Oui bien sur, je me suis posé la question. L’idée c’était de partager mon sport un maximum et de faire découvrir le Luxembourg et mes routes d’entrainement. Le Luxembourg est un pays magnifique ! D’autre part, le sport est important pour la santé. Je trouve que dans les grandes villes, on n’utilise pas assez le vélo pour se déplacer, pour aller au travail ou pour aller chercher les enfants à l’école, comme dans le vieux temps. Au 21ème siècle, c’est important de penser vélo pour réduire le trafic et préserver l’environnement. Dès le plus jeune âge, il faut habituer les enfants à aller à l’école en vélo et à rouler en toute sécurité.

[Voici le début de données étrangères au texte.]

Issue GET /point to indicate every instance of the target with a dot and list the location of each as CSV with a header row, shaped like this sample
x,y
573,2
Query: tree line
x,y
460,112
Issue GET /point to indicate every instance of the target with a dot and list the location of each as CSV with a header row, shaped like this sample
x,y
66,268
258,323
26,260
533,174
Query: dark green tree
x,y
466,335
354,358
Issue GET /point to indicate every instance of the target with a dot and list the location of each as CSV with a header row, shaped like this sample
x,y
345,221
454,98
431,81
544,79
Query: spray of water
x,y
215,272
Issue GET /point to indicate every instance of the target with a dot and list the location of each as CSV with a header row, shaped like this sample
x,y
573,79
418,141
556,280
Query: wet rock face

Avec cette longue et belle carrière, quels conseils peux-tu donner aux jeunes cyclistes qui se donnent à 101% pour penser à leur fin de carrière ?

Il n’y a pas de conseil à donner, c’est une question difficile. Un jeune talent qui gagne des courses, on ne peut pas lui dire de rouler tranquillement. C’est comme mettre un tigre en cage. On ne peut pas freiner un jeune de 21 ans qui enchaine les victoires.

Jean-Claude Bagot qui a son fils dans le peloton, lui, conseillerait d’apprendre à parler plusieurs langues étrangères pour anticiper une reconversion professionnelle. Penses-tu qu’effectivement cette compétence linguistique est un vrai plus en sortie de carrière ?

Etre un athlète, ce n’est pas uniquement gagner des courses et faire des entrainements. C’est aussi une ouverture pour la vie qui vient ensuite. Beaucoup de coureurs apprennent à souffrir avec le vélo, ce qui prépare à l’après vie de cycliste. On apprend à bien se nourrir, à être en bonne santé. Finalement, le sport, c’est un apprentissage de la vie. Il a totalement raison, si on parle beaucoup de langues, on connait différentes cultures donc c’est forcément un avantage.

Si tu devais citer un exemple réussi de reconversion de coureur, lequel citerais-tu ?

C’est une question difficile ! C’est plus facile pour un grand champion comme Eddy Merckx de se reconvertir que pour un cycliste moins connu. Je pense juste que la reconversion se passe bien si on garde les pieds sur terre. Je pense qu’il faut 3 ou 4 ans avant de pouvoir juger un processus de reconversion. Ce processus se travailler avec la famille et doit être pensé en fonction de la personnalité de chacun.